Once upon a time, there were the facts and there was the fiction.  The facts were the Truth.  The fiction was the Lie.  The Truth was right.  The Lie was wrong. There was this whole "Bearing false witness..." thing from those "Commandments" to deal with.  Now, not so much.  People believe whatever they read on the internet these days.  They think: "Since someone spent the time, and went to all the trouble to put it all in print somewhere, then it must be true, right?"  Even smart people fall into the trap.  What happens is they need a truth to believe in so they pick a set of fictions that are close to what they already believe, and that becomes their truth.

I don't know if this is indigenous to our century or not.  Probably not.  But it's a lot easier to find a bunch of new fictions to latch on to these days.  And, here's the rub: in America, it's all protected.

And it's okay.

Here's the other rub: it's up to us to do our own homework.  WE have to do the work to really discern between the good stuff and the gunk.  Opinions are as plentiful as speakers.  The facts are researchable and unique.  Caveat lector.

So, since as far as I know the First Amendment still stands, everyone is entitled to their beliefs and so are any who may want to comment on my humble FaceBook posts and pages.  It's one of the things I love about this social-networking thing.
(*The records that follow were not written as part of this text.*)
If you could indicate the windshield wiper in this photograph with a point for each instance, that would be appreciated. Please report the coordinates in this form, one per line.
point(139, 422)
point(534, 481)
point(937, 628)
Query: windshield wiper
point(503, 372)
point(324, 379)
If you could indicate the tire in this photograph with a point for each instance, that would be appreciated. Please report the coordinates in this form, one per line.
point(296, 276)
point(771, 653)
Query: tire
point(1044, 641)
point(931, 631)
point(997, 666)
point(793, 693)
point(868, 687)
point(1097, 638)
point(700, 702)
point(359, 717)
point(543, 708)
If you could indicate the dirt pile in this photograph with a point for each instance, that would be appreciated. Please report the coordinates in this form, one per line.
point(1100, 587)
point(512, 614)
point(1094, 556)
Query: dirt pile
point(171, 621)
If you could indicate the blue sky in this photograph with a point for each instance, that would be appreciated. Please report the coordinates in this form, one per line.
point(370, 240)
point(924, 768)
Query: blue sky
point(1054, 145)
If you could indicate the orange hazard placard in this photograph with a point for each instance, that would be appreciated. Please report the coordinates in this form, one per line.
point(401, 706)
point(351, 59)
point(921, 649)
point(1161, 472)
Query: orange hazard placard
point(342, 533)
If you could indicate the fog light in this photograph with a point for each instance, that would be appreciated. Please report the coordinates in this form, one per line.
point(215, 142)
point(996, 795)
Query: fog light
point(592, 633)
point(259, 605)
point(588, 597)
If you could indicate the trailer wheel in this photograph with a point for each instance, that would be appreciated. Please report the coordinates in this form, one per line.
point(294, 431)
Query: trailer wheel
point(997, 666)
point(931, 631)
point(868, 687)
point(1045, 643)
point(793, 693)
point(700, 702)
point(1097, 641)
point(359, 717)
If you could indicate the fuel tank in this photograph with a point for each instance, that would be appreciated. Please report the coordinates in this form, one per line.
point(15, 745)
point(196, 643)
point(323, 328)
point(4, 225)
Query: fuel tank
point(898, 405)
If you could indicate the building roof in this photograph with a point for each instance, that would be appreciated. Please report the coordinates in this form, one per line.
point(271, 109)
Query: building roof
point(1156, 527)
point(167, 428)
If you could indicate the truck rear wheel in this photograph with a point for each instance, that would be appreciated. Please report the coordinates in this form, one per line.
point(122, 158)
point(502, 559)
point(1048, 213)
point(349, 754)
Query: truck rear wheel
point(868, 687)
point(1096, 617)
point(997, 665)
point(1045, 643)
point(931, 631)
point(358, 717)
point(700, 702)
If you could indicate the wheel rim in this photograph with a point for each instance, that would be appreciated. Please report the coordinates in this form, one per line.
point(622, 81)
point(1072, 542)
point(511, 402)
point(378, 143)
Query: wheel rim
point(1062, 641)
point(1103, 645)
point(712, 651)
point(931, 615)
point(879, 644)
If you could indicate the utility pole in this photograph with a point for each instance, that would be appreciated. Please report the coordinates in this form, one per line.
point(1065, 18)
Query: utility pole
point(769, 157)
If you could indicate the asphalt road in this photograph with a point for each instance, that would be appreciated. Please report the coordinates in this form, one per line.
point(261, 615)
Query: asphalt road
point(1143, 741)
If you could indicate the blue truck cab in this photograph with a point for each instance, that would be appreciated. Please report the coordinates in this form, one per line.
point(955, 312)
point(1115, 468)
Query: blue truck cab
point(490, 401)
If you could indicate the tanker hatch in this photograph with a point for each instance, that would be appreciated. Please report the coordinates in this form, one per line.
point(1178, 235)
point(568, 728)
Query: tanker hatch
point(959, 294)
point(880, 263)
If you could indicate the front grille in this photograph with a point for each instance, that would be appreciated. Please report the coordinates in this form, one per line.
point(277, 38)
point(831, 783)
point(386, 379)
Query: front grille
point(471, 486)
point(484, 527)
It reminds me of the soaring conversations of the wild-internet-west of long ago.  Some great ideas were exchanged then, and some really fantastic futures are emerging now from the same type of intercourse.  I love it!

As I understand it, the "Tea Party" does not.

As previously stated (with confidence high) the "Tea Party" stands unmoved by such things as facts.  They adhere to an ideology that they cannot see around.  They also tend to be very loud, in a digital print kind of way, in denigrating opposing opinions from theirs.  No truth but theirs, facts or not.

Again, that's alright.  First Amendment, and all that.  But I also have the right to at least request civility in the discussion.  I don't expect it.  I'm not the SysOp anymore.  You can say whatever you want, and unless I think it has crossed the line and begins to insult those of my friends who may agree with me for what they add to the discussion, I suppose falsehood can be tolerated to a point, as long as the truth prevails.  I can assume the mantle of Supreme Protector in my virtual world if I want.  I can't vaporize transgressors, but I do have weapons:  History and the Truth.